Female hormones stimulate the reproductive cycle, causing the growth and release of eggs for fertilisation by sperm. When an egg is fertilised, a hormone called human chorionic gonadotrophin (HCG) is produced and can be measured in the urine of a pregnant woman from about the first day of a missed period.
Home pregnancy tests are sensitive enough to provide a reading that is about 99 per cent accurate, if instructions are followed correctly.
Home pregnancy tests that are currently available include Clearblue One Step, Clearview HGC, Crystal Clear, Discover, Dotest Confirm, First Response, Fortel and Pregnosis.
Pregnancy testing can be carried out in 2 ways: some test sticks are held in mid-stream urine, others need a urine sample which is tested with a dip-and-read stick.
If using a dip-and-read product, make sure that the urine is collected in a clean glass or plastic container.
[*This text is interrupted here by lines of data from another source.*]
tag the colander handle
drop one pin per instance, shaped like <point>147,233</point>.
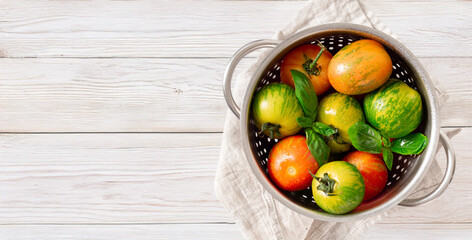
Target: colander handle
<point>243,51</point>
<point>451,165</point>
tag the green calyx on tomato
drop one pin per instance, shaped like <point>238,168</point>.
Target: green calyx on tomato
<point>272,128</point>
<point>339,111</point>
<point>338,187</point>
<point>275,109</point>
<point>365,138</point>
<point>311,66</point>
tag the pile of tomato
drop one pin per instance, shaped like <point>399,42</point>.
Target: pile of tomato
<point>341,146</point>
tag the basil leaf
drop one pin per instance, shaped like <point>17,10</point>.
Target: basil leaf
<point>365,138</point>
<point>388,157</point>
<point>411,144</point>
<point>304,122</point>
<point>318,148</point>
<point>306,94</point>
<point>324,129</point>
<point>386,142</point>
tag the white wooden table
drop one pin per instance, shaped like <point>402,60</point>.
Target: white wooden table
<point>111,114</point>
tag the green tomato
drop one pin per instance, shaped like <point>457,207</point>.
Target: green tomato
<point>395,109</point>
<point>277,105</point>
<point>338,187</point>
<point>340,111</point>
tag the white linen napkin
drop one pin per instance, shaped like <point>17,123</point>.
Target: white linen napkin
<point>256,212</point>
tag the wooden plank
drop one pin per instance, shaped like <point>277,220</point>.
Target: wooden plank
<point>419,231</point>
<point>152,95</point>
<point>149,28</point>
<point>152,178</point>
<point>111,232</point>
<point>215,231</point>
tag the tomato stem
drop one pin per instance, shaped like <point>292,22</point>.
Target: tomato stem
<point>272,128</point>
<point>326,184</point>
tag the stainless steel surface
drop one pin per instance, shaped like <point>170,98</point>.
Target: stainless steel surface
<point>407,171</point>
<point>233,62</point>
<point>451,165</point>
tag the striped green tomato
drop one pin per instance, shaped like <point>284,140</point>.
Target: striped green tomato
<point>395,109</point>
<point>340,111</point>
<point>277,105</point>
<point>338,187</point>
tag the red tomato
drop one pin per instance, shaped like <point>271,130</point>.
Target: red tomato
<point>289,164</point>
<point>299,59</point>
<point>373,170</point>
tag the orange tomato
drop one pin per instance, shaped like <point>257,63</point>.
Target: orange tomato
<point>289,164</point>
<point>299,59</point>
<point>360,67</point>
<point>372,169</point>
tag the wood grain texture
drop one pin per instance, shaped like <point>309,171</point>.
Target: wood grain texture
<point>151,178</point>
<point>185,29</point>
<point>112,232</point>
<point>153,95</point>
<point>215,231</point>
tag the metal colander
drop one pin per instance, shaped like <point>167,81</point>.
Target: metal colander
<point>406,171</point>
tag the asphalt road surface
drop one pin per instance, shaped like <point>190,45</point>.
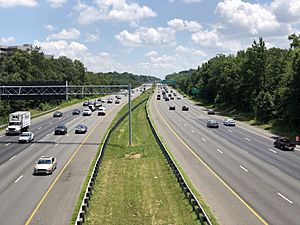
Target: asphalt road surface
<point>241,176</point>
<point>49,199</point>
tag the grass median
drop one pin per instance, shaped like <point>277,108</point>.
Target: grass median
<point>135,184</point>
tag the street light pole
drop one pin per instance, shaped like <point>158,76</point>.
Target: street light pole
<point>129,114</point>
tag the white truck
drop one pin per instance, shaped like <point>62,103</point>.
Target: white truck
<point>18,122</point>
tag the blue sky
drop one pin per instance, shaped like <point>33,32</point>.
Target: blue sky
<point>155,37</point>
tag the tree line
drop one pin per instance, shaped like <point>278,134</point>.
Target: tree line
<point>34,66</point>
<point>262,83</point>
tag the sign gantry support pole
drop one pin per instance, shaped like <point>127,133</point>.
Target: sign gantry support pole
<point>129,115</point>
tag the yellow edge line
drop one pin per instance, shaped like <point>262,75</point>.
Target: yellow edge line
<point>213,172</point>
<point>58,176</point>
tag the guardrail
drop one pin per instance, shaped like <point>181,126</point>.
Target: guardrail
<point>36,115</point>
<point>196,206</point>
<point>81,216</point>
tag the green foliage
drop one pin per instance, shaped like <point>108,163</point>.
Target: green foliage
<point>259,82</point>
<point>24,66</point>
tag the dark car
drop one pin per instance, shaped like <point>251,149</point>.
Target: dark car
<point>80,129</point>
<point>57,114</point>
<point>212,124</point>
<point>185,108</point>
<point>75,112</point>
<point>60,129</point>
<point>211,112</point>
<point>284,144</point>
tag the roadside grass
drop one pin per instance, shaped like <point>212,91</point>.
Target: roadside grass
<point>85,183</point>
<point>135,184</point>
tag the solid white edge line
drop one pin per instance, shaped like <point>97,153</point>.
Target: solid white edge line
<point>20,177</point>
<point>243,168</point>
<point>285,198</point>
<point>12,158</point>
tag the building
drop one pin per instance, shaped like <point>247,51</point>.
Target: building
<point>9,50</point>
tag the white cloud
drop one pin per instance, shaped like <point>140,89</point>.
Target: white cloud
<point>71,33</point>
<point>7,40</point>
<point>49,27</point>
<point>13,3</point>
<point>286,11</point>
<point>118,10</point>
<point>74,50</point>
<point>92,37</point>
<point>56,3</point>
<point>179,24</point>
<point>147,36</point>
<point>254,19</point>
<point>151,54</point>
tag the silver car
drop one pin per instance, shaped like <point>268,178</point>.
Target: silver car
<point>26,137</point>
<point>45,165</point>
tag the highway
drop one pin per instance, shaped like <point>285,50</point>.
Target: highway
<point>241,176</point>
<point>49,199</point>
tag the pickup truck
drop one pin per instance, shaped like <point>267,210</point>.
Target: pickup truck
<point>284,143</point>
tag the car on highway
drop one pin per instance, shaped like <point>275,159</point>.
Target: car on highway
<point>57,114</point>
<point>26,137</point>
<point>75,112</point>
<point>86,112</point>
<point>212,124</point>
<point>211,112</point>
<point>229,122</point>
<point>45,165</point>
<point>80,129</point>
<point>60,129</point>
<point>185,108</point>
<point>284,143</point>
<point>102,111</point>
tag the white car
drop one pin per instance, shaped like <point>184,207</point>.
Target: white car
<point>102,111</point>
<point>45,165</point>
<point>26,137</point>
<point>86,112</point>
<point>229,122</point>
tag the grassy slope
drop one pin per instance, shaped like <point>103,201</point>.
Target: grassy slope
<point>135,184</point>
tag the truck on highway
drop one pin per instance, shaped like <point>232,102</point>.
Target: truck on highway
<point>18,122</point>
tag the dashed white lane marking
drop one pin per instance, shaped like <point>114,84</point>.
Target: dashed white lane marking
<point>12,158</point>
<point>285,198</point>
<point>20,177</point>
<point>275,168</point>
<point>243,168</point>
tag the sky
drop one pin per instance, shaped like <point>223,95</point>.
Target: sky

Urine samples should be tested immediately after collection.
HCG is often at its strongest concentration first thing in the morning, so this is a good time to take the test.
Alcohol, pain killers, antibiotics and oral contraceptives should not affect the pregnancy tests. However some medicines, such as fertility medicines, cause false-positive pregnancy test results. Traces of HCG hormone may also be found in urine for up to 8 weeks after a miscarriage or termination and for up to 4 weeks after the birth of a child.
If the test result is positive, assume you are pregnant and see your doctor as soon as possible. If the test is negative despite a missed period, check that you followed the instructions correctly and repeat the test according to the manufacturer’s instructions. If the second test is negative and menstruation has not started, seek advice from your doctor.